Queen of the Parisian salons, this courtesan was famous for her independent spirit and her great generosity. It shone in Le Marais with its famous “five to nine” where the Parisian intellectual elite flocked every day.

It was her father Henri de Lenclos, a libertine and cultured gentleman from Tours who gave her, against the advice of her mother, a complete education, far from that provided to girls of the time. At the age of twelve, Ninon lost this loyal support. Compromised in an affair of adultery followed by a duel in which his opponent was killed, his father had to flee. Dueling being prohibited, the king seized his property. 

From then on Ninon accompanied her mother to the salons of the Marais, where she quickly caused a sensation. A true child prodigy, she cited the great authors and mastered the thought of Montaigne as much as she excelled in playing the lute or harpsichord and spoke Italian and Spanish. Literature, dance, the arts and sciences had no secrets for her. 

Her white complexion, her deep black eyes, her gestures, her voluptuousness were praised but it was her spirit that was most celebrated.

At sixteen, her mother, although bigoted, guided her towards “gallantry” and left her free to live in Le Marais, near the Place royale, now Place des Vosges.

Later, she settled inin the Hôtel de Sagonne located at 36, rue des Tournelles, where she lived for forty-eight years.

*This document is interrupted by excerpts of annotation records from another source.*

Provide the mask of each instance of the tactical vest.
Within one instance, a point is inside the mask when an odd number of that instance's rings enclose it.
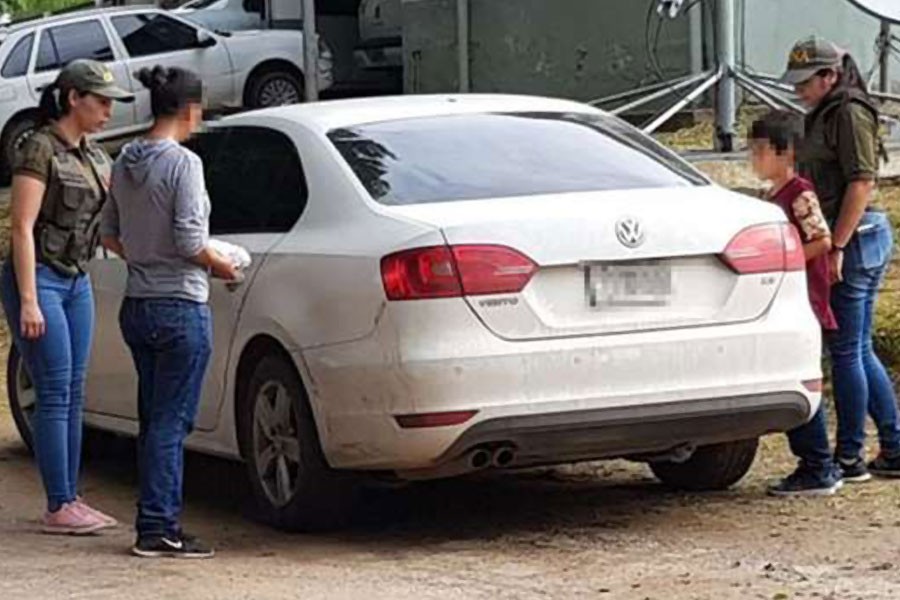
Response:
[[[106,153],[93,144],[73,151],[52,132],[45,135],[54,153],[35,223],[37,258],[58,273],[75,277],[85,272],[97,251],[100,211],[108,195],[112,165]]]
[[[815,185],[822,212],[832,226],[837,221],[844,195],[850,185],[844,176],[838,153],[836,117],[840,110],[847,110],[851,103],[863,106],[872,114],[876,156],[884,158],[878,134],[878,108],[866,94],[856,88],[837,90],[807,115],[806,139],[798,156],[800,172]]]

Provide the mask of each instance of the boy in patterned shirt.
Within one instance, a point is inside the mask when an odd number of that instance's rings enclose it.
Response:
[[[802,137],[801,118],[773,111],[751,126],[751,161],[757,176],[772,184],[767,199],[780,206],[800,232],[806,256],[810,304],[827,333],[837,329],[829,304],[831,231],[812,184],[796,173],[795,148]],[[788,440],[799,465],[794,473],[772,485],[770,494],[822,496],[840,489],[843,481],[831,455],[824,402],[809,423],[788,432]]]

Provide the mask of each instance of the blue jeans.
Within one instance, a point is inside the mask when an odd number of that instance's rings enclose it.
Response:
[[[827,338],[838,416],[835,454],[846,461],[864,455],[867,414],[878,427],[882,452],[900,454],[893,383],[872,346],[875,301],[893,246],[887,216],[867,212],[844,252],[844,280],[831,294],[839,327]]]
[[[84,379],[94,331],[94,297],[87,275],[66,277],[38,263],[37,298],[46,333],[25,340],[13,266],[0,273],[0,299],[13,341],[34,383],[34,453],[51,512],[75,500],[81,467]]]
[[[788,432],[788,442],[791,452],[800,459],[801,468],[823,476],[830,475],[834,470],[824,402],[809,423]]]
[[[119,313],[138,372],[140,537],[180,533],[184,440],[194,427],[212,353],[205,304],[126,298]]]

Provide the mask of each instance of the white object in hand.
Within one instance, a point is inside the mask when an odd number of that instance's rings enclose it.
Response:
[[[243,271],[253,262],[246,248],[222,240],[209,240],[209,247],[231,260],[238,271]]]

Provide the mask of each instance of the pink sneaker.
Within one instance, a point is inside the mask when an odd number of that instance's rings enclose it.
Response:
[[[106,523],[105,529],[112,529],[113,527],[119,526],[119,522],[116,521],[115,518],[109,516],[106,513],[100,512],[96,508],[93,508],[93,507],[85,504],[81,498],[78,498],[77,500],[75,500],[75,502],[73,504],[75,505],[75,508],[77,508],[81,512],[86,513],[86,514],[88,514],[92,517],[95,517],[95,518],[103,521],[104,523]]]
[[[90,535],[109,526],[78,509],[75,503],[64,504],[55,513],[45,513],[41,531],[51,535]]]

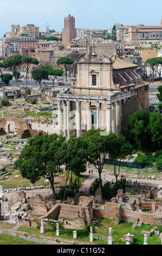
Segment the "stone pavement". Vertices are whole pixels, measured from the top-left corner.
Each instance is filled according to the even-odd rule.
[[[20,225],[16,224],[14,228],[11,229],[7,229],[7,228],[0,228],[0,233],[5,233],[7,234],[8,235],[16,235],[16,232],[18,232],[17,231],[17,229],[18,228],[20,227]],[[30,236],[26,236],[25,235],[23,236],[20,236],[21,238],[23,238],[23,239],[25,239],[25,240],[27,241],[31,241],[32,242],[39,242],[41,243],[45,243],[45,244],[48,244],[48,245],[59,245],[59,243],[57,242],[55,242],[53,241],[50,241],[46,238],[44,239],[39,239],[38,238],[36,237],[33,237]],[[66,243],[64,243],[66,244]]]
[[[86,174],[87,175],[88,175],[88,177],[85,180],[81,186],[81,188],[83,188],[83,188],[89,188],[90,187],[91,183],[94,181],[95,178],[99,177],[98,170],[94,167],[92,167],[92,169],[93,170],[93,174],[92,174],[90,173],[90,175],[89,175],[88,170],[89,169],[90,170],[91,170],[92,167],[87,169],[87,171],[86,172],[86,173],[84,173]],[[135,181],[136,180],[137,180],[138,183],[141,185],[145,185],[147,184],[147,185],[150,185],[150,186],[161,185],[162,186],[162,174],[161,175],[161,177],[159,177],[159,178],[155,178],[155,180],[139,178],[138,175],[137,175],[137,174],[133,174],[134,177],[134,176],[137,176],[136,178],[132,178],[131,174],[132,175],[132,174],[129,173],[128,172],[127,173],[127,180],[128,178],[129,179],[131,179],[133,184],[134,181]],[[104,180],[104,175],[105,175],[105,180]],[[118,179],[120,179],[120,177],[121,175],[119,175],[118,176]],[[101,178],[102,179],[103,182],[105,182],[106,180],[107,181],[111,181],[112,180],[113,180],[114,182],[115,182],[116,181],[114,175],[108,173],[108,170],[107,169],[103,169],[102,172],[101,173]]]

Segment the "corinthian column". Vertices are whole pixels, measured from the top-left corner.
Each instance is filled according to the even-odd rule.
[[[67,107],[66,101],[63,102],[63,131],[64,136],[67,136]]]
[[[76,136],[81,136],[81,117],[80,117],[80,102],[76,101]]]
[[[106,111],[107,132],[112,131],[112,105],[107,104]]]
[[[62,134],[62,118],[61,100],[57,100],[57,114],[58,114],[58,133]]]
[[[87,102],[87,131],[92,129],[92,113],[90,110],[90,102]]]
[[[101,126],[101,103],[97,102],[97,129],[100,128]]]
[[[116,133],[116,103],[112,103],[112,132]]]
[[[70,136],[70,101],[67,101],[67,138],[68,139],[69,139]]]
[[[118,101],[116,103],[116,135],[119,136],[120,135],[120,102]]]

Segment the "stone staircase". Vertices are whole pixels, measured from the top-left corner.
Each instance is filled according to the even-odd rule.
[[[136,226],[141,227],[142,224],[143,224],[143,222],[141,221],[139,221],[138,218],[137,218],[137,220],[133,223],[132,228],[133,229],[134,229]]]

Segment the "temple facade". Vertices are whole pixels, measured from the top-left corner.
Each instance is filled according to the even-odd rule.
[[[138,65],[105,54],[98,58],[95,52],[80,55],[75,64],[76,83],[57,95],[59,133],[79,137],[93,127],[126,136],[132,114],[148,109],[148,83],[141,81]]]

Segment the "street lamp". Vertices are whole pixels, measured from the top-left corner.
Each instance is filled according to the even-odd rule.
[[[3,216],[4,215],[4,209],[3,209],[3,195],[4,194],[3,193],[1,193],[0,194],[0,200],[1,199],[2,200],[2,215]]]

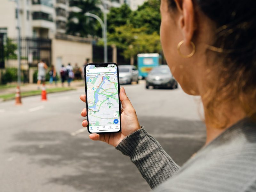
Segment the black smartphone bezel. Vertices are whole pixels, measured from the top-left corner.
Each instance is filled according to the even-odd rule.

Dn this modest mansion in the Marais, which still exists today, this independent spirit became the darling of the Marais and Paris in holding the most fashionable literary salon of its time where from five o'clock until nine but sometimes ten o'clock in the evening, people flocked some of the finest minds of her time: Madame de Sévigné, Madame de Maintenon, Molière, François de la Rochefoucault, Corneille, Saint-Simon, Jean-Baptiste Lully, Charles Perrault, Jean Racine, Jean de la Fontaine, Paul Scarron , Nicolas Boileau, etc.

It was also in this living room that the first reading of Tartuffe took place. A self-confessed atheist, Ninon de Lenclos made corrections to it, at the request of Molière. It is also in this place that the young Voltaire took his first steps in the great world. The mistress of the house offered him the equivalent of €8 so that he could buy books.
Even King Louis XIV listened attentively to him. 
 
During her first trip to Paris in 1656, Queen Christina of Sweden granted her only private meeting to Ninon de Lenclos, of whom she had the highest opinion.
 

In addition to being an “influencer” Ninon de Lenclos symbolized the freedom of morals current in the XNUMXth and XNUMXth centuries. Reputed to be a friend as faithful and devoted as an inconstant and frivolous mistress, she had many lovers including the great Condé (general, first cousin of Louis XIV and peer of France), the soldier and diplomat Marshal d'Estrées, the the astronomer Christian Huygens, the diplomat and literary abbot of Chateauneuf, Nicolas Gédoyn, canon of Sainte-Chapelle and member of the French academy… 

She died in 1705 in this same residence.